In [1]:
import pandas as pd
import numpy as np
import json
from datasketch import MinHash, MinHashLSH
from nltk import ngrams

In [2]:
# read latest datafiller content
df_content = pd.read_csv("../log-analysis/df_suggestion_qualification-1712.csv")
df_content.rename( columns={'Unnamed: 0':'idx'}, inplace=True)
df_content["Candidat"] = df_content["Candidat"].apply(lambda c : str(c).strip().lower())
df_content["Entrée"] = df_content["Entrée"].apply(lambda c : str(c).strip().lower())

In [3]:
# read candidate files
candidates_content = pd.read_csv("jrv.csv")
candidates_content.rename( columns={'Unnamed: 0':'idx'}, inplace=True)
candidates_content.dropna(subset=['idx'], inplace=True)
candidates_content['idx'] = candidates_content.idx.astype(int)
candidates_content["Candidat"] = candidates_content["Candidat"].apply(lambda c : str(c).strip().lower())
candidates_content["Entrée"] = candidates_content["Entrée"].apply(lambda c : str(c).strip().lower())

In [4]:
candidates_to_keep = candidates_content[candidates_content["Conserver"] > 0]

In [5]:
def exists_in_latest(entry):
    entree = entry['Entrée']
    candidat = entry['Candidat']
    idx = entry.idx
    
    return df_content[df_content['Candidat'] == candidat].shape[0] > 0    

In [6]:
# for each candidate to keep, we ensure it didn't change in the latest Datafiller content (spelling, typo...)
candidates_found = candidates_to_keep.apply(lambda x : exists_in_latest(x), axis=1)

In [7]:
no_problem = candidates_to_keep[candidates_found]
to_correct = candidates_to_keep[~candidates_found]

In [8]:
lsh = MinHashLSH(threshold=0.8, num_perm=128)

minhashes = {}
for c, i in enumerate(df_content['Candidat']):
    minhash = MinHash(num_perm=128)
    for d in ngrams(i, 3):
        minhash.update("".join(d).encode('utf-8'))
    lsh.insert(c, minhash)
    minhashes[c] = minhash

In [9]:
def search_candidate(doc):
    minhash = MinHash(num_perm=128)
    for d in ngrams(doc, 3):
        minhash.update("".join(d).encode('utf-8'))

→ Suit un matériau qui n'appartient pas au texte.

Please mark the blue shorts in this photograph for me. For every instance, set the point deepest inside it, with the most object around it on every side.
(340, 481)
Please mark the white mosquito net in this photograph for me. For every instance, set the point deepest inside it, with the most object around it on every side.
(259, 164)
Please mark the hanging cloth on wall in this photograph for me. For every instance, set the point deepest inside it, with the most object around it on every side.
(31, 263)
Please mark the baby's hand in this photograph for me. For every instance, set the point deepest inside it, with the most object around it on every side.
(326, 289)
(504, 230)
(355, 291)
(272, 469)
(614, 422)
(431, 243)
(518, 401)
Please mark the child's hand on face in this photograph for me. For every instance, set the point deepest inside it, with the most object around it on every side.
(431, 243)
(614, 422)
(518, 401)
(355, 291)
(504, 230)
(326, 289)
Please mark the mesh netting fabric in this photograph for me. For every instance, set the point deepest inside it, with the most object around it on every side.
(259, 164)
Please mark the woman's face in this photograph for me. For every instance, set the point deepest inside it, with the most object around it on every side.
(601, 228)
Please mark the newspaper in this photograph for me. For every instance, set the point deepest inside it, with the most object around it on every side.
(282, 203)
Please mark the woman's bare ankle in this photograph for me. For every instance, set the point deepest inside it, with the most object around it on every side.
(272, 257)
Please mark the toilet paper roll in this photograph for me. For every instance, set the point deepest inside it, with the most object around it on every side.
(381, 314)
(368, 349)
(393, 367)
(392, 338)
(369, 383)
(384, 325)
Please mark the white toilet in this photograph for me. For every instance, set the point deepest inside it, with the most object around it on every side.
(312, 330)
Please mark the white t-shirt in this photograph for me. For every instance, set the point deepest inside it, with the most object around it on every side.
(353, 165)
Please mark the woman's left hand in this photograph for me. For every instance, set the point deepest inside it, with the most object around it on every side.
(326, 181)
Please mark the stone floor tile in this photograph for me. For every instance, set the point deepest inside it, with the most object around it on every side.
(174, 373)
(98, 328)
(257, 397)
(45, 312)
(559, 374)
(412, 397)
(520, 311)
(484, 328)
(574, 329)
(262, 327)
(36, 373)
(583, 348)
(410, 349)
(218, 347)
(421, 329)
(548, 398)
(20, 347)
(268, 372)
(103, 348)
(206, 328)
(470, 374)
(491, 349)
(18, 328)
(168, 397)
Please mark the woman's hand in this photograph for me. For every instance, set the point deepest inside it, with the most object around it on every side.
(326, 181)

    search = lsh.query(minhash)

    if (len(search) == 1):
        return df_content.iloc[search[0]]['Candidat']
    elif (len(search) > 1):
        print('Too many results : ' + doc)
        return np.NaN
    else :
        print('Not found : ' + doc)
        return np.NaN

In [10]:
found = to_correct['Candidat'].apply(lambda x : search_candidate(x))

Too many results : à combien de congés ai-je droit
Too many results : à combien de congés payés ai-je droit
Too many results : accord rupture conventionnelle collective
Not found : acquisition congés payés pendant arrêt longue maladie
Not found : acquisition congés payés pendant arrêt maladie
Too many results : aménagement temps de travail
Not found : arret maladie puis congés payés
Not found : assistance entretien sanction disciplinaire
Not found : attestation pole emploi délai
Not found : calcul ancienneté et période de suspension
Not found : calcul ancienneté indemnité de licenciement
Not found : calcul ancienneté mois incomplet
Not found : calcul ancienneté passage cdd à cdi
Not found : calcul ancienneté professionnelle
Not found : calcul ancienneté rupture conventionnelle
Not found : calcul ancienneté succession cdd
Not found : calcul congé payé année incomplète
Not found : calcul congé payé et accident du travail
Not found : calcul congé payé et activité partielle
Not found : cal

In [11]:
corrected_auto = found.dropna()

In [12]:
not_corrected = to_correct[found.isna()]

In [13]:
# for now we ignore correction of 54
df_corrected_entities = pd.concat([no_problem.Candidat, corrected_auto, not_corrected.Candidat])

In [14]:
df_corrected_entities.to_csv("datafiller_suggestions.csv")

  """Entry point for launching an IPython kernel.